Sanitation data systems are essential for urban resilience, climate adaptation, social equity and targeted emergency response. Across Africa, smart cities are investing in data infrastructure to strengthen sanitation services. Change is happening with strong coordination from actors like the Eastern and Southern Africa Water and Sanitation Regulators Association (ESAWAS), a continental coordinating body for water and sanitation regulators, providing guidance, tools and grants to its members to strengthen public data systems and correct market failures in service provision.

Tanzania has led the region in demonstrating how best-practice sanitation can be efficiently scaled through national investments in digital public infrastructure. The national regulator, Energy and Water Utilities Regulatory Authority, ensures that all water and sanitation utilities use ERP systems to integrate sector performance reporting with its national unified utility system for harmonized national reporting.

Apps like Uganda’s Weyonje allow residents to request licensed emptying services, incentivizing operators to comply with standards. The platform collects sanitation data, enabling Kampala City to target subsidies and enforcement to protect public health and improve service quality. ESAWAS is now scaling this digital model to more African countries through the new Sanitracker system.

In Zambia, the Lusaka Water Supply and Sanitation Company developed the Lusaka Sanitation System, a real-time platform tracking capture, emptying, treatment and billing. Lusaka uses sanitation job cards and GPS to track every pit that is emptied and every drop of waste that reaches a treatment plant. Lusaka is transforming data systems to incentivize private companies to extend sanitation services to underserved and cholera-prone areas.
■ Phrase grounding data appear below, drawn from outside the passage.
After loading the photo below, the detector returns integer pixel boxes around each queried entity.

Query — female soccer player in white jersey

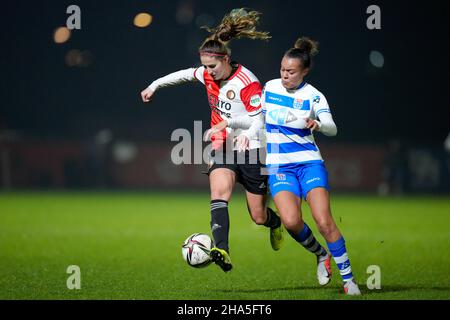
[140,9,283,273]
[218,37,361,295]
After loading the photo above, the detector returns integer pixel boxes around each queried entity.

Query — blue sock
[327,236,354,282]
[288,223,327,257]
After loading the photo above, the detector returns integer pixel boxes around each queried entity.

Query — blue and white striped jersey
[262,79,333,165]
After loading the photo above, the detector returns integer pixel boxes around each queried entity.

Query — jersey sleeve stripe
[239,71,252,85]
[316,109,330,116]
[249,110,262,116]
[235,73,250,86]
[193,67,199,80]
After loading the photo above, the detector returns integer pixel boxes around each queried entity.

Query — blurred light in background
[369,50,384,68]
[444,133,450,153]
[65,49,93,67]
[95,129,113,145]
[113,142,138,164]
[176,0,194,25]
[53,26,71,44]
[78,50,93,67]
[134,12,153,28]
[65,49,81,67]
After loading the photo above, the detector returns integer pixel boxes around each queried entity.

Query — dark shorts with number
[206,148,268,195]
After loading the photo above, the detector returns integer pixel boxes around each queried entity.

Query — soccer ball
[182,233,213,268]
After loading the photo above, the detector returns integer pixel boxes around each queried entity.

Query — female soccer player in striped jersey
[266,37,361,295]
[140,9,283,273]
[219,37,361,295]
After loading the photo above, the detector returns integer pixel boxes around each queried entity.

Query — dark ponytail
[285,37,319,69]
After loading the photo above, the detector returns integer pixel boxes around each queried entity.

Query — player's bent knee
[210,187,233,201]
[281,215,302,232]
[317,220,337,238]
[250,209,266,225]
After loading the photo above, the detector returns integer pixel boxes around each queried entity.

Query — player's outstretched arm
[140,68,200,103]
[141,87,154,102]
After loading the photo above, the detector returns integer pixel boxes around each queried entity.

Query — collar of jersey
[286,80,307,93]
[224,63,242,81]
[297,81,307,90]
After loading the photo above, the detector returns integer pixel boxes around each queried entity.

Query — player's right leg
[269,173,331,285]
[208,167,236,272]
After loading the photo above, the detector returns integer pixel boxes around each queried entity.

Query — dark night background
[1,2,449,302]
[0,0,449,192]
[1,0,448,144]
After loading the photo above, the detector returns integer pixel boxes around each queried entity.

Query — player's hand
[141,87,154,102]
[204,120,228,142]
[235,134,249,152]
[305,118,320,131]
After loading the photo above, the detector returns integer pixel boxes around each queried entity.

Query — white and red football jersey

Strong models are also emerging in South Asia, including Bangladesh, the Philippines and Malaysia. Bangladesh’s Integrated Municipal Information System supports local service authorities with service monitoring and aggregates sanitation data nationally, helping municipalities coordinate private operators, target underserved zones and enable faecal sludge treatment. These systems inform and drive service standards enforcement and accountability. They allow public investment decisions in sanitation to be informed by data from local service systems.

Data as a public good

For Africa to foster healthy, modern urban centres as engines of national growth and advancement, its leaders must invest in Sustainable Development Goal 6.2, universal access to sanitation, and treat public data systems as critical infrastructure. Associations like ESAWAS and AfWASA are helping move that needle, but more is needed:

  • Policy leadership: Governments must enforce standard KPIs, fund local data teams and embed water and sanitation into national digital strategies.
  • Utility reform: Data must serve operations, not just donors. Utilities need operational performance dashboards, not dusty reports.
  • Regulatory strengthening: Regulators must extend utility targets to include NSS, require digital management systems and invest in integrated platforms.
  • Financing transformation: Infrastructure loans should be tied to utility performance systems, ensuring public investment delivers services and revenue.

We need to stop thinking of toilets as the end of the chain. In the age of digital transformation, they are only the beginning of cleaner cities, stronger institutions and a more dignified urban future.